For very small voltages, a connector must be evaluated. Generally sliding contact connectors will emit spikes at uV levels, especially just after connecting. However after being allowed to sit undisturbed for several hours at constant temperature, they may settle down. This is where the recording voltmeter is most valuable, to find out what will happen. Cables must consist of matching solder connections and materials, and the signal wire and common wire must be very close/twisted and inside a shielded cable. The use of fluoresent lights and cell phones etc should be avoided, along with all radiators of RF energy. I have seen fluoresent lamps which will reset a PC when the lamp is turned on.

Refer to the Keithley 1801 Nanovolt Preamplifier data sheet/manual or the EM Electronics A10 Nanovolt Preamplifier data sheet for tips on how to connect the preamplifier to the source.
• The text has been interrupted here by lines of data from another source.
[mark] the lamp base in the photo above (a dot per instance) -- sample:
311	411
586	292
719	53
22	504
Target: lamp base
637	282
Also refer to the app notes for any six- or eight-digit digital voltmeter, since these will have resolution into the nV region. The service manuals for many older six-digit DMM's are available on the internet, and these contain valuable tips and show circuits as well.

You definitely should read the Keithly Low Level Measurements Handbook.

www.keithley.com/.../LowLevMsHandbk.pdf

Saaddin -

     As far as using a single supply for a precision amplifier application, this would require some thought and analysis. I would ask the support engineers at T.I., Linear Technology, Analog Devices, etc for the pros and cons of doing this, and mention that nV sensitivity of the amplifier is required.

     Note that in your proposal, the precision amplifier common will be at +2.5V with respect to the power-supply common. I have never tried this.

     For my lab, I have gone to the trouble of sinking a rod into the earth and bringing this wire into the lab as earth ground. My 120V AC lab power is isolated from the mains by a 500 Watt AC isolation power transformer. The secondary of the 500 Watt transformer is used to create a quality 120V AC supply, with the earth ground of the quality 120V outlets being connected to the earth ground from the rod I sunk into the ground.

     All of my electro-staticshielding is connected directly to the earth ground, and there is a 1K resistor connecting the earth ground to the DC power supply common. In your system, the earth ground would have to be connected to +2.5V of the precision amplifier supply. I am not sure about this.